If the Blue Jays are going to win the ALCS, they will clinch in in Missouri as the best they can hope for is a 3-2 series lead after the 3 games in Toronto which start tonight. Games 4 and 5 are 4pm starts as the US networks obviously prefer to have the Mets/Cubs series in prime time, Tonight is a big night for TV watching and many viewers across the country will be working their remotes switching back and forth between the election seat count and the ball game. I like their chances with Stroman tonight.
I almost cancelled my Globe and Mail subscription in June of last year when, to the surprise of many, it endorsed Tim Hudak and his "Progressive" Conservative Party a few days before the provincial election, only to see the Liberals win a majority.

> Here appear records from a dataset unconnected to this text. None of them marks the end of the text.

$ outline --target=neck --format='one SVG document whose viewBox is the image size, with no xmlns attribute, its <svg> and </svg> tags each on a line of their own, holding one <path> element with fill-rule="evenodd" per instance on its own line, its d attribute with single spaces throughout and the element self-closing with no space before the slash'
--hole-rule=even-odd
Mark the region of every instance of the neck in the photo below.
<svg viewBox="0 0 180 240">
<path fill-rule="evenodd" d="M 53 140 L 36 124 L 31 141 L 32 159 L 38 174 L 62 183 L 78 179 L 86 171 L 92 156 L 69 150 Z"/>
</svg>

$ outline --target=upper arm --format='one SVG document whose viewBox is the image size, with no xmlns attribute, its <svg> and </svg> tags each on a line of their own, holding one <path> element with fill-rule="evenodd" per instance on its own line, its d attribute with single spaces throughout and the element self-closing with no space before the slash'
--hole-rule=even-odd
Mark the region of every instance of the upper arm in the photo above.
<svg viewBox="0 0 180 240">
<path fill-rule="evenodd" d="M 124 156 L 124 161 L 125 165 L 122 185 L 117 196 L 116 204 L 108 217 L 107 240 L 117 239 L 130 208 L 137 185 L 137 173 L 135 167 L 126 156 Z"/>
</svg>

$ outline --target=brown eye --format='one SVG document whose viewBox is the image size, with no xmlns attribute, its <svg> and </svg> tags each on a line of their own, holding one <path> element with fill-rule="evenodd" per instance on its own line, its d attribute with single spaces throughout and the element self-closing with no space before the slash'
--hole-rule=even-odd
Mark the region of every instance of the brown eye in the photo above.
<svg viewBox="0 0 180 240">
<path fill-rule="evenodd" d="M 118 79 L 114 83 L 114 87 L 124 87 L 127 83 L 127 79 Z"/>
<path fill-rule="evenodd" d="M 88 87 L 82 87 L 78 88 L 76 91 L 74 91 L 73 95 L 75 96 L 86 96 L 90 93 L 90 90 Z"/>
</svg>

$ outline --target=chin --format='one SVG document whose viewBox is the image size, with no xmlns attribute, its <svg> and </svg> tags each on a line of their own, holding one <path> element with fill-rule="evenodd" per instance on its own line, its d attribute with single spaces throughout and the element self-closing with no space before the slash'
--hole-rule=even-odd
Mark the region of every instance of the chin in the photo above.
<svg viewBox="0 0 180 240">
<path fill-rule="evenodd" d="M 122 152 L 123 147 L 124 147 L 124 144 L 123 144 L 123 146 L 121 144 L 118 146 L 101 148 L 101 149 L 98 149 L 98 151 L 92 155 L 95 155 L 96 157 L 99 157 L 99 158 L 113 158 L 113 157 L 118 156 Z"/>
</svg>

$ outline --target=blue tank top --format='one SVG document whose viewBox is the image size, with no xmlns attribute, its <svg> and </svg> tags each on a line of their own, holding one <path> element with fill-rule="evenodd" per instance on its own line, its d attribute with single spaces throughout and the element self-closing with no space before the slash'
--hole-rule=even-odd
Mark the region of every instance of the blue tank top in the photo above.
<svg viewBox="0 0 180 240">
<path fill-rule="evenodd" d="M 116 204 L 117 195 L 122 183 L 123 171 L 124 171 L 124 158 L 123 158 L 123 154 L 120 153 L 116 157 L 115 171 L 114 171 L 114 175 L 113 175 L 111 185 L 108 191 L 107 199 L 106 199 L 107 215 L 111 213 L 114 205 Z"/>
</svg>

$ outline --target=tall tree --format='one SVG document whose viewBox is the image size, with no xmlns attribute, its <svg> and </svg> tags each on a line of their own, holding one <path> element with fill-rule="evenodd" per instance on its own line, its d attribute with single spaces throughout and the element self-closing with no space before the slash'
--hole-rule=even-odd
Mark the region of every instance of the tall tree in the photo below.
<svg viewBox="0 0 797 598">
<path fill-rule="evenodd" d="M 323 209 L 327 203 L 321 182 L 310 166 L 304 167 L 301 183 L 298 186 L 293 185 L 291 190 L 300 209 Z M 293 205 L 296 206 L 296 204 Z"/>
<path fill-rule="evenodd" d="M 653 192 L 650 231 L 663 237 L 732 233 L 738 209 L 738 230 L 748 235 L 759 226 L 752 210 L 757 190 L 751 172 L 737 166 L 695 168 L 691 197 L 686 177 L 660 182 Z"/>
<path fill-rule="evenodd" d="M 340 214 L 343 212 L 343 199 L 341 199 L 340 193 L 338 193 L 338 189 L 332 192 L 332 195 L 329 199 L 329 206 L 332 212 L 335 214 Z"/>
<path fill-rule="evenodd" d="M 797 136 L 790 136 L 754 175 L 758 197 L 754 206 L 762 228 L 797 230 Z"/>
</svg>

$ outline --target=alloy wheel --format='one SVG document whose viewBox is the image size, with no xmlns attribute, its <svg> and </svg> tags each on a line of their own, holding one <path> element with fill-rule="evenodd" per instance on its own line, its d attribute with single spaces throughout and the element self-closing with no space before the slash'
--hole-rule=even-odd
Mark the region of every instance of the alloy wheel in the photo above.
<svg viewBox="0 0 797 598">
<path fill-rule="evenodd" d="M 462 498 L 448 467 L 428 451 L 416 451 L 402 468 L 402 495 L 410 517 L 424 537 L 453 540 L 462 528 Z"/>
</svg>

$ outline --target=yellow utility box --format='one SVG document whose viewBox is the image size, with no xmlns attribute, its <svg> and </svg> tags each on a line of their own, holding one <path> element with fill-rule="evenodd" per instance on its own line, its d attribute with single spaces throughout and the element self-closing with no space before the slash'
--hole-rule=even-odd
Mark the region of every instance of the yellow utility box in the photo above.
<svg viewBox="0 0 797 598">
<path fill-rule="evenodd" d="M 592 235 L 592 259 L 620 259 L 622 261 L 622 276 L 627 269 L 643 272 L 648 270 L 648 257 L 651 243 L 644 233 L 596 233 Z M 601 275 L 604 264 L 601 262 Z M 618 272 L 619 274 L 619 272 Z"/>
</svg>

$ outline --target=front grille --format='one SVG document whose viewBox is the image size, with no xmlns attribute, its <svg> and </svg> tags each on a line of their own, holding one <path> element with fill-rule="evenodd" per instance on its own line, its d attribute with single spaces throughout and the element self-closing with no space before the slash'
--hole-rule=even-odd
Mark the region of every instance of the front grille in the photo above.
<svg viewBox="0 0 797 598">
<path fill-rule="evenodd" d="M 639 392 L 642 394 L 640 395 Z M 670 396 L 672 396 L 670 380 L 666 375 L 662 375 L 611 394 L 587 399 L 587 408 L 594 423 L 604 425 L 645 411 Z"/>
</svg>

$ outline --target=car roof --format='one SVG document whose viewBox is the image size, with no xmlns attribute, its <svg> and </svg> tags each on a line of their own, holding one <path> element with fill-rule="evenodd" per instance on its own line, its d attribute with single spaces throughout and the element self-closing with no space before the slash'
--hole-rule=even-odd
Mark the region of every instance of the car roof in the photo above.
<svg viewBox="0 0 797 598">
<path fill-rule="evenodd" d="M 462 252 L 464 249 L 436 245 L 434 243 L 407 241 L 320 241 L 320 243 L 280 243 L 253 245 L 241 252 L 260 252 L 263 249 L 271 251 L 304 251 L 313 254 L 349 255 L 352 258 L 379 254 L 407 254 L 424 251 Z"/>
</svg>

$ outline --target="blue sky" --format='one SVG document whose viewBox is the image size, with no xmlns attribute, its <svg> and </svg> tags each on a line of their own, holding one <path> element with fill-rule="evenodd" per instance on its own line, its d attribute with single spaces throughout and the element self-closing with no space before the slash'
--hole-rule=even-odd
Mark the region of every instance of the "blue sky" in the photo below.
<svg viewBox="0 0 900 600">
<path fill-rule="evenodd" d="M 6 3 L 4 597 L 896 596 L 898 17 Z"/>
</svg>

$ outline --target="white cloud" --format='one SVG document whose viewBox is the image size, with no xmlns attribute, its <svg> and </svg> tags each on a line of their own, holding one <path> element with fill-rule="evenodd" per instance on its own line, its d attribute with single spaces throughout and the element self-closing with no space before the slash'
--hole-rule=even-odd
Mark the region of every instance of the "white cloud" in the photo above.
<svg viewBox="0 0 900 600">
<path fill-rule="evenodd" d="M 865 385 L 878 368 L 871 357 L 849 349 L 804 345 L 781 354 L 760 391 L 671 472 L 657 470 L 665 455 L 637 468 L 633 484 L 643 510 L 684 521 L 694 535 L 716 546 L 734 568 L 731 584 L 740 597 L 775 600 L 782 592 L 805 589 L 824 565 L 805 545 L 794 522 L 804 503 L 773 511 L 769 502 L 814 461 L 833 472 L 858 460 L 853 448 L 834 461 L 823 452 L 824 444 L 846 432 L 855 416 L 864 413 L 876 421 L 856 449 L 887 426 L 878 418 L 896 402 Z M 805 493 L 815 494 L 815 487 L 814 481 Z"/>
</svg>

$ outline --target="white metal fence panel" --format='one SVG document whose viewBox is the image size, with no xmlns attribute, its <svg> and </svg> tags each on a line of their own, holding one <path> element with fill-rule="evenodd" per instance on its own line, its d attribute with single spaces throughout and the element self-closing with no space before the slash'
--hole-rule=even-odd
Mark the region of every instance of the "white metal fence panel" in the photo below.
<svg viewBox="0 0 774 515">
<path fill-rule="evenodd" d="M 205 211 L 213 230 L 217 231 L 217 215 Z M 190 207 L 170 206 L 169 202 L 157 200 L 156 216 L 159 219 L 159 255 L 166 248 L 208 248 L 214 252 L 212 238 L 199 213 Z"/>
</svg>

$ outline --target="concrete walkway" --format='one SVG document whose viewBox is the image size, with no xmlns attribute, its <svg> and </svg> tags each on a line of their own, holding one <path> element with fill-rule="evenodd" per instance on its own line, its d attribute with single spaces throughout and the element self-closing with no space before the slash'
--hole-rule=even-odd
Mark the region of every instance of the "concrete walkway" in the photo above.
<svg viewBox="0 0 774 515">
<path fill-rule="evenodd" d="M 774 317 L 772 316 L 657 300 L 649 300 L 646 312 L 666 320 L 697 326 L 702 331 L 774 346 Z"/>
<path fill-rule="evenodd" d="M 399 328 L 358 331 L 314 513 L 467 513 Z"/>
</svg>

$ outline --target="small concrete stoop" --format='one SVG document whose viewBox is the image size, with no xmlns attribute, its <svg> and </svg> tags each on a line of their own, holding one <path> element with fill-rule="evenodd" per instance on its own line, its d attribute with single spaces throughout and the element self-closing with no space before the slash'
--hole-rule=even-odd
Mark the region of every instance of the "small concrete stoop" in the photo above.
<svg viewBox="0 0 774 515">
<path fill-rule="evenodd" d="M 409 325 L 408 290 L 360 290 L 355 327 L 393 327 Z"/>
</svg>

The Globe's endorsement this time around is a bit of a mystery as it says that the Conservative Party deserves to continue governing but without Stephen Harper. The party is somehow our best option, claims the Globe, but the Prime Minister has to go and all will be fine. But the Conservative Party, as it now exists, is Stephen Harper and what another incarnation of it might look like after he's gone is hard to say, if not hard to imagine. I'll keep reading the Globe but I do wonder what value there is in endorsing an option which not only isn't on offer but that doesn't even exist. In fairness, the editorial urged the party to return to its roots - its progressive roots and not its Reform roots - by being "fiscally conservative, economically liberal and socially progressive". In other words, a return to kind of values the party held under the likes of Diefenbaker, Stanfield, Clark and Mulroney. There was a good reason why the word "progressive" was dropped when the Reform Party hijacked the PC party and drove it into the right wing ditch. The Globe and Mail may want the party to return to its real roots but it will take more than just a new leader.
Robyn Doolittle tweeted the photo of Harper with the Fords from the weekend and reminded us that it was a photo of the Prime Minister of Canada two days before a federal election. The decision to try to leverage the Ford brand (presumably to rally the base) in the final day or two of the campaign almost seems fitting and, as this is one of his final photo opps as Prime Minister, sort of looks good on him I guess. He's been a mean-spirited and divisive leader. Whatever we get tonight, I'm confident that most of us will feel better about it and that will be a good start.